The 1st NAOJ Young Researchers Award Given to Associate Professor Shin'ichiro Asayama at the NAOJ Chile Observatory

On July 5, 2018, at the Hitotshubashi Hall, the National Astronomical Observatory of Japan (NAOJ) held a ceremony to commemorate the 30th anniversary of the foundation of NAOJ and announced that the 1st NAOJ Young Researchers Award was given to Associate Professor Shin’ichiro Asayama at the NAOJ Chile Observatory.
Research Theme: Development of highly sensitive receivers, and System integration and Science commissioning for mm/submm-wave interferometers



Shin’ichiro Asayama and the ALMA Band 4 receiver cartridge
Credit: NAOJ


The year 2018 marked the 30th anniversary of foundation of NAOJ since 1988. In commemorating this milestone, the NAOJ Young Researchers Award was newly established for young researchers of NAOJ who have achieved excellent research results and have great potential to play a major role as a leading researcher domestically and internationally in the future.

Just after obtaining his Ph.D, Asayama was assigned to the leader of the ALMA Band 4 Receiver development team (observing wavelength: 2 mm) and led the receiver development that requires extremely-high performance successfully.
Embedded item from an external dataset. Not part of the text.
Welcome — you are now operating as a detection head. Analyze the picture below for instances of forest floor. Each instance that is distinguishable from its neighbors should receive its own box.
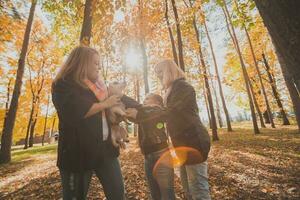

For his own research, he conducted the development of a waveguide-type sideband-separating superconductor mixer and a compact waveguide polarization splitter, which resulted in realizing the highest sensitivity detector in the world. Furthermore, he applied these results to millimeter receivers for radio astronomy in Japan and made them with a competitive edge in the world.

From 2009, he was transferred to Chile and played an active role as a key member of the System Integration Science Team of ALMA during ALMA construction period. In 2011, he moved to the engineer group where he successfully realized stable submillimeter observation of ALMA. The award was given to Asayama for his outstanding achievements at the Joint ALMA Observatory as the only researcher who is capable of covering a wide range of fields from engineering through astronomical observations.

Asayama said about his winning the award, “I am very glad and honored to be selected as the winner of the 1st NAOJ Young Researchers Award. I had the opportunity to lead the research and development of cutting-edge instruments as the leader of Band 4 Receiver Team just after I started to work at NAOJ. I am grateful that I was also given the opportunity to make positive contributions to the construction and scientific evaluations of ALMA as an international staff member of the Joint ALMA Observatory. I would like to express my sincere gratitude to all people who provided support and cooperation for my research and development activities and those who supported my life in Chile. I will make further efforts for my research activities to achieve results that will beneficial to the future progress of astronomy.”